DEAD SOULS by Murray Feshbach The Atlantic Monthly January 1999 [for personal use only]
Health in Russia is even worse than most Russians and foreign commentary would indicate, and the consequences for Russian society, the Russian economy, and the Russian military will be enormous.
Environmental issues lurk behind much of the public-health problem. Radioactive contamination is rife. Chemical contamination such as by dioxin, is largely to blame for the fact that life expectancy for both men and women in the town of Dzerzhinsk, in the region of Nizhegorodskaya, is no better than fifty years. At least until 1995 DDT continued to be used, despite an announcement by the Soviet government almost three decades ago of a ban on its production and use. Bad water nationwide has led to high rates not only of bacterial dysentery but also of hepatitis and cholera. The air in Omsk is polluted: authorities two years ago distributed some 60,000 gas masks to residents. And thermal-power plants throughout the country are spewing forth carcinogens, owing to incomplete combustion. Lead emissions in Russia are about fifty times as great as those in all of the European Union. I have seen a Russian government report indicating that as a result of lead pollution in one locale, "76.5 percent of the children in the town are mentally retarded."
But even absent these environmental problems, public health in Russia would be appalling. I anticipate that an unprecedented surge in the incidence of infectious and parasitic diseases, combined with existing high levels of alcohol poisoning and violent death, will contribute to a continued lowering of life expectancy. The Russian population is likely to decline as well, by about 800,000 to a million people a year until 2010, when the total may well be no more than 138 million. Alcoholism, drug abuse, sexually transmitted diseases, malnutrition, and various chronic and infections diseases already mean, among other things, that a third of the adult population is incapable of reproduction.
The incidence of tuberculosis in Russia has skyrocketed. The number of DEATHS ascribed to tuberculosis in Russia in 1996 (24,877) was almost 15 percent greater than the number of new INFECTIONS (usually nonfatal) than year in the United States. The Russian mortality rate for tuberculosis is 16.9 per 100,000; the U.S. rate is 0.5. According to the State Statistical Agency, the number of new cases of tuberculosis that occurred in Russia in 1996 is 99,000--an official number that is in fact too low. It is known that at least a tenth of prison inmates in Russia have tuberculosis, and that some 850,000 to one million Russians are in prison. Are these infected prisoners in the official data? For that matter, do the agency figures include the homeless, forced migrants, refugees, people living in railroad stations, people who avoid the medical establishment, and so on? I believe that the number of new cases is actually closer to 150,000 each year. And given that every ordinary pharmaceuticals are pathetically scarce, are not most of these people going to die of the disease?
If a memorandum titled "Epidemic Tuberculosis in Russia," prepared by the Ministry of the Interior and described in a NEWSDAY article by Laurie Garrett, is even close to being correct, then the Russians face a bleaker future than they (or we) could have thought possible. To quote: "By the 2000 the incident of [tuberculosis] will increase '50 times compared with now'; mortality will increase seventy-fold; and deaths in children are expected to rise ninety-fold." If these predictions prove true, then Russian deaths attributable to tuberculosis will be more numerous than the total reported for heart disease and cancer. In 2000, according to these numbers, tuberculosis deaths in Russia will reach approximately 1.75 million, whereas I estimate that heart-disease and cancer deaths will number about 1.5 million. This says something extraordinary about the state of public health.

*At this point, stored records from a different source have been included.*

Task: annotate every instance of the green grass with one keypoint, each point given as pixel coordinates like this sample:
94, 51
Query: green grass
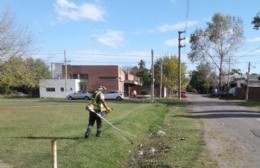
27, 127
251, 103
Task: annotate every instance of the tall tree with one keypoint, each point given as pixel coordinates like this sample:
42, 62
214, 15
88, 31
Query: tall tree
217, 42
203, 79
23, 74
170, 73
256, 21
14, 41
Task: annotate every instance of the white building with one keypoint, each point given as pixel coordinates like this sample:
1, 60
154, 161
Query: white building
55, 88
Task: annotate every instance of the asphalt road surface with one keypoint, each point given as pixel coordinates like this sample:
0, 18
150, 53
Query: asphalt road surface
232, 132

HIV and AIDS cases in Russia and deaths from AIDS are also on the verge of exploding. The former Minister of Health, Tatyana Dmitrieyeva, has forecast that a million Russians will be infected with HIV by 2000. Assuming that only half that many are infected and that it costs "only" $15,000 per patient per year to administer protease inhibitors, AZT, and 3TC, where is the $7.5 billion a year for these drug cocktails to be found? The answer is nowhere. AID patients in Russia will die.
The growing number of Russian AIDS cases reflects a sharp rise in sexual promiscuity and hard-drug use. In the past five years syphilis cases among girls who are fourteen or younger have increased thirtyfold. Chlamydia rates are said to be very high in the same age group, though very few, and likely unreliable, data are available. How sick will these children be in subsequent years? Will they be able to have children themselves? Will their children also be sick? Will they become part of Russia's growing army of drug abusers, now thought to number four to six million? Many of them. of course, will simply die young.
Here is another way of viewing the overall health situation: How many of today's sixteen-year-old males will survive to age sixty? In the United States the figure is about 83 percent. In Russia it is only 54 percent; a hundred years ago in the European part of Russia the figure was about 56 percent. Of Course, many of the Russian men who survive to age sixty will be very sick.
Analysts specialized in geopolitics, economics, or the military who ignore these issues do so at the risk of overlooking Russia's most fundamental realities. So much of the shrinking Russian population may soon be so ill that long-term solutions to the country's political, economic, and military problems will be inconceivable.